TNT Express Segment: During Q2 FY17, this segment’s revenue amounted to $1.9 billion, and include $10 million of intangible asset amortization expense and $10 million of integration and outlook restructuring program costs. Operating income was at $70 million, while operating margin was at 3.7%.
FedEx Ground Segment: During Q2 FY17, this segment’s revenue jumped 9% to $4.42 billion from $4.05 billion in the year-ago comparable period, due to higher volume and revenue per package. FedEx Ground average daily volume grew 5% in the reporting quarter, driven by e-commerce and commercial package growth. FedEx Ground yield grew 4% due to higher base yields. Operating income fell 12% to $465 million decreased due to higher rent, depreciation and staffing as a result of network expansion, and increased purchased transportation rates. Operating margin during the reporting quarter fell to 10.5% from 13% in the year-ago same period.
FedEx Freight Segment: During Q2 FY17, this segment’s revenue rose 3% to $1.6 billion from $1.55 billion in the year-ago same period due to less-than-truckload (LTL) average daily shipment growth of 3% more than offset the impact of lower fuel surcharges and weight per shipment. On the other hand, operating income fell 13% to $88 million due to the impact from lower average weight per shipment and higher information technology expenses. Operating margin declined to 5.5% from 6.5% in the year ago corresponding period.
Reorganization of top brass: FedEx announced that T. Michael Glenn, executive vice president, market development and corporate communications, will retire effective December 31st, 2016. Robert B. Carter, currently Chief Information Officer and Co-CEO of FedEx Services with Glenn, will become the CEO of FedEx Services effective January 01st, 2017, and will oversee the administration of common information technology, sales, solutions, marketing and corporate communications for our operating companies.
In addition, David J. Bronczek, CEO of FedEx Express, will become President and Chief Operating Officer of FedEx Corp. from January 01st, 2018. Beginning January 01st, 2017, Bronczek will become the Chairman of the Revenue Management Committee, replacing Glenn.
In addition, Rajesh Subramaniam, executive vice president of marketing and corporate communications, and Donald Colleran, executive vice president of sales, both at FedEx Services, will become members of the Strategic Management Committee effective January 01st, 2017.
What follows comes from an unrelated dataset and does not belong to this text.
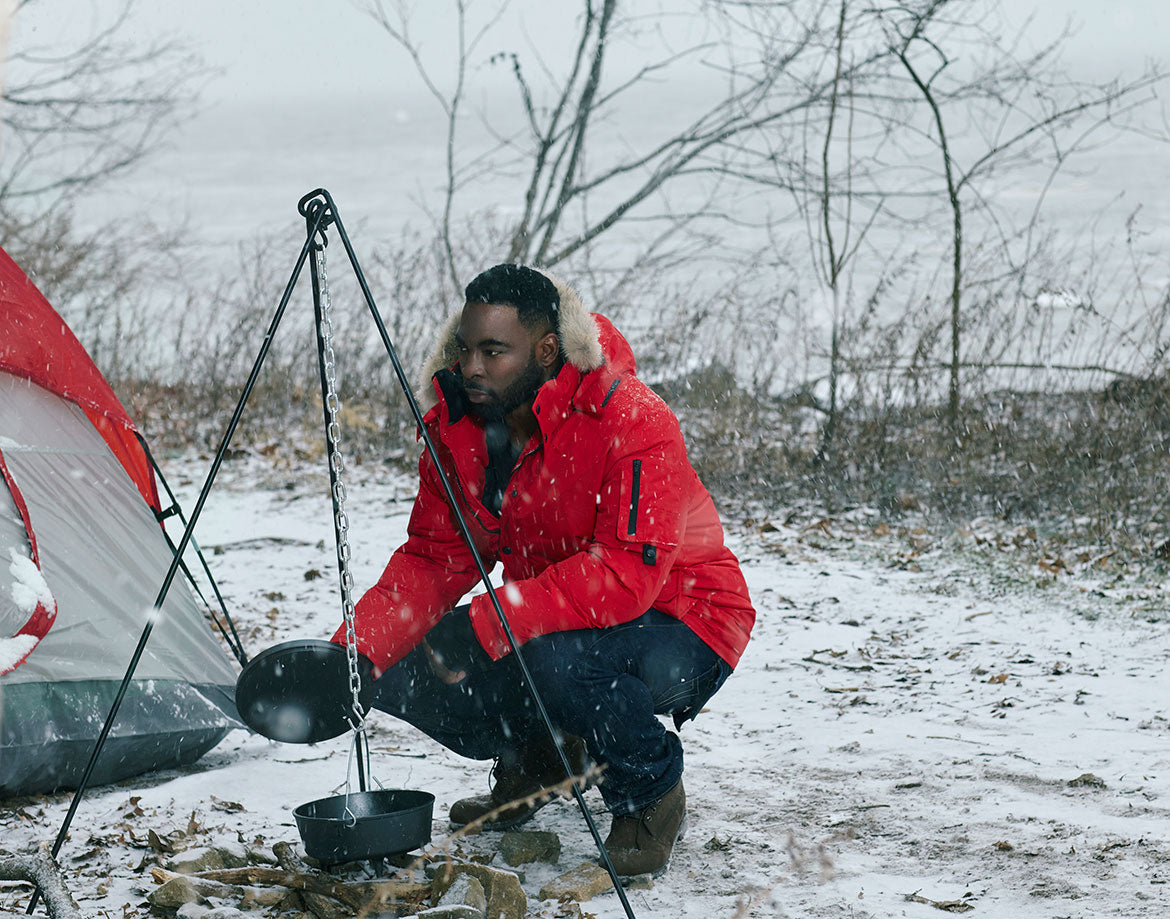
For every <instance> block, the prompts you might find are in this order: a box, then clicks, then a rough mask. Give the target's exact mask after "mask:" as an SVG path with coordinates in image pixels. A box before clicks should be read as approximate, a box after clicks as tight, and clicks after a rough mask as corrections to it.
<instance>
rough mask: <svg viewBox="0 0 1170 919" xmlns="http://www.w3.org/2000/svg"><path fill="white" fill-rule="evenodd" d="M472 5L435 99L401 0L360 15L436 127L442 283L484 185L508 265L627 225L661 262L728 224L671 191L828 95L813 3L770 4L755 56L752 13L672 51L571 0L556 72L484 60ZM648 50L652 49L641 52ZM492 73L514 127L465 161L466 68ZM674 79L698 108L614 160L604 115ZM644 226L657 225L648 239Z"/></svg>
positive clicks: (791, 118)
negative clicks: (458, 241)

2017 rate increases: Effective January 02nd, 2017, FedEx Express will hike shipping rates by an average of 3.9%, while FedEx Ground, FedEx Home Delivery and FedEx Freight will rise shipping rates by an average of 4.9%. The FedEx Express and FedEx Ground U.S. domestic dimensional weight divisor will also change from 166 to 139. Effective February 06th, 2017, FedEx Express and FedEx Ground fuel surcharges will be adjusted on a weekly basis compared to the current monthly adjustment.
Guidance for FY17
For FY17, adjusted diluted EPS is projected to be in the range of $10.85 to $11.35 before year-end mark-to-market pension accounting adjustments. This forecast includes TNT Express results and assumes moderate economic growth. Excluding TNT Express related integration and Outlook restructuring program costs and TNT Express intangible asset amortization, FedEx forecasts FY17 diluted EPS of $11.85 to $12.35. The capital spending forecast for FY17, which includes TNT Express, remains at $5.6 billion. FedEx expects TNT Express to start making a positive contribution to FedEx’s financial results by FY18.
FedEx anticipates a record holiday shipping season with 10% more volume than it shipped the previous year, thanks to the rapid growth of ecommerce.
FedEx’s stock stood at $190.89, slipping 0.64%, at the close on Thursday, December 22nd, 2016, having vacillated between an intraday high of $192.46 and a low of $190.78 during the session. The stock’s trading volume was at 2,028,745 for the day. The Company’s market cap was at $51.10 billion as of Thursday’s close.